Foreign Minister Lafer, in a recent editorial, eloquently argued that Brazil had nothing to fear from trade negotiations with the United States and everything to gain. The principal export of Brazil today is aircraft. And we're their largest market. Foreign Minister Lafer is right: if there is one country that has nothing to fear from entering and competing in the world market, it is Brazil.

The FTAA will give a powerful impetus to investment, innovation, efficiency and growth in Latin America, as NAFTA did in Mexico. Opening the hemisphere to free trade will also provide political benefits.

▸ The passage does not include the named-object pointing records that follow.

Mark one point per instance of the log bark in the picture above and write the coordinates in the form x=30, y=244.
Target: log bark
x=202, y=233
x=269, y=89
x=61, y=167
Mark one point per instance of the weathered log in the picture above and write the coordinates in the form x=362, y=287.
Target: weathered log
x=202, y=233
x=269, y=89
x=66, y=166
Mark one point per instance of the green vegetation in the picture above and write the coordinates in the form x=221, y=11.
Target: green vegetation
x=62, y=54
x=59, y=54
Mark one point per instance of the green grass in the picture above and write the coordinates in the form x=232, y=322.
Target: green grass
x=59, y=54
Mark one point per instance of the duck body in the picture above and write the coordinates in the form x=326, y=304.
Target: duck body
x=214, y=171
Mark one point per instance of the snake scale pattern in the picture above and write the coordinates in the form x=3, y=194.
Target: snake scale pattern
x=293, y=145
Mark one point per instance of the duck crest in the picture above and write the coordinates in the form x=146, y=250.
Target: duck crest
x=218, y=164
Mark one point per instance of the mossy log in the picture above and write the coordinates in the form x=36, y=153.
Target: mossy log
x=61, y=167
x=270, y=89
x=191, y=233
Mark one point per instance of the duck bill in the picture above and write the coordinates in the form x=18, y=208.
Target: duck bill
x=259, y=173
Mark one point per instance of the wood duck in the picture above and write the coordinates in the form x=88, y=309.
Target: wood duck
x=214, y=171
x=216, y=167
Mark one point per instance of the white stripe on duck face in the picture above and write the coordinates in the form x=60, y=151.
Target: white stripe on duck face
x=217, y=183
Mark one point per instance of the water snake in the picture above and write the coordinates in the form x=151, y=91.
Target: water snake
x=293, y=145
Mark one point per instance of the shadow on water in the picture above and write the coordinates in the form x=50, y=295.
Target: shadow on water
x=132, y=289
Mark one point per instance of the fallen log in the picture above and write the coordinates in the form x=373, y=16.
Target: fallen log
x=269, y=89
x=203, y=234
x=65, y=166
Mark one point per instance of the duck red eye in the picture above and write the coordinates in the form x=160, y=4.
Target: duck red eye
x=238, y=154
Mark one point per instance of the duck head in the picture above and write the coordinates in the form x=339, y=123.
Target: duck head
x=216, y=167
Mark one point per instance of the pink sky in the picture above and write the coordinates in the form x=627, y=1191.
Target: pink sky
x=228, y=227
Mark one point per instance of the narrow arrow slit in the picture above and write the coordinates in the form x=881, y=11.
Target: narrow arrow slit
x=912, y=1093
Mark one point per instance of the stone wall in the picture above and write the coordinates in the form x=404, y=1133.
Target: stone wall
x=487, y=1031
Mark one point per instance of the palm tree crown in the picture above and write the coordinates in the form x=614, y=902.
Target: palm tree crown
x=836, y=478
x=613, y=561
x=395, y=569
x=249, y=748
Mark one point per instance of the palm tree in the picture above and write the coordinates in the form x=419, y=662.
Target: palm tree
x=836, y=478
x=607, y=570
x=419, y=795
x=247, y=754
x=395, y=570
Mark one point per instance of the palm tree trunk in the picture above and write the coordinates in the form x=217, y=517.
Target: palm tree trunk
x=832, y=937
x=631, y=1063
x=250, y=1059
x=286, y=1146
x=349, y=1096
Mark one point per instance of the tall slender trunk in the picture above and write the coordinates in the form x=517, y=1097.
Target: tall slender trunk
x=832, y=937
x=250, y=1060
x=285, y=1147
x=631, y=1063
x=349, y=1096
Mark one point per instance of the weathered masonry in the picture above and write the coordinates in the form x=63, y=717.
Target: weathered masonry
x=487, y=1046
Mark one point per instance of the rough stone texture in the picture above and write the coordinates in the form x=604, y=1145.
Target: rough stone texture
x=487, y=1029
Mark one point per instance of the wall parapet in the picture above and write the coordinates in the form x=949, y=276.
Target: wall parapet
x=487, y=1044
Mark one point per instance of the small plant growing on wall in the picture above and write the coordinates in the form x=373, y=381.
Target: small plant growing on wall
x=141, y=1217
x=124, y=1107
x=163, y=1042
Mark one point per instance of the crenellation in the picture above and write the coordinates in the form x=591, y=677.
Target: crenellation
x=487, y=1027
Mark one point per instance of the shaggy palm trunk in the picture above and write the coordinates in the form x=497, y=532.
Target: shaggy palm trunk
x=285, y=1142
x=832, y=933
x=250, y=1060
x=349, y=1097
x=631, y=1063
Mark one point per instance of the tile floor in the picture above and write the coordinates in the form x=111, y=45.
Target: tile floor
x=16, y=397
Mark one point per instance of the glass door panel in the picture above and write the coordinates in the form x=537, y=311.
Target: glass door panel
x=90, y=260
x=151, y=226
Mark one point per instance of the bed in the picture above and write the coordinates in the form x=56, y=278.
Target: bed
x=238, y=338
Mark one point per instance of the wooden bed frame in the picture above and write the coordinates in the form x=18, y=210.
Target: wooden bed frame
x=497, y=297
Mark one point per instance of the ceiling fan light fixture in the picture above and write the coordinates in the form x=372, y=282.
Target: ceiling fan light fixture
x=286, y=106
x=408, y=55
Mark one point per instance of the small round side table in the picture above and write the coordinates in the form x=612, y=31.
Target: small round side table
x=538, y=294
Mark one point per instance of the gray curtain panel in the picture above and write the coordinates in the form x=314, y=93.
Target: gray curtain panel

There is a virtuous dynamic between free economies and free societies.

Increased growth from trade generates more revenues for governments to address the problems of unequal access to education and health services, to protect the environment, and to improve law enforcement and security services.

By encouraging market-based economic reforms and promoting greater openness in economic decision-making, free trade agreements advance political openness and democracy.

By breaking up monopolies and cartels that seek to maintain the status quo, free trade fosters competition and innovation, economically and politically. Increased competition and investment combined with reduced government and monopoly influences in the economy will eliminate opportunities for corruption and provide incentives to strengthen the rule of law.

I believe that FTAA will be a positive force in Latin America, politically and economically.


If leaders construct a secure and liberal political environment and provide economic incentives and opportunities, the creative power of the people of the Americas will be unleashed. The Bush Administration has a comprehensive policy to achieve that goal. It is an ambitious goal, and I am well aware of the challenges we face. But I pursue it with confidence because I know that we have many millions of partners in our efforts to make this hemisphere free, prosperous, and democratic. As President Bush said, the people of the Americas have "a dream of free markets and free people, in a hemisphere free from war and tyranny. That dream has sometimes been frustrated but it must never be abandoned."

Thank you for your time and attention.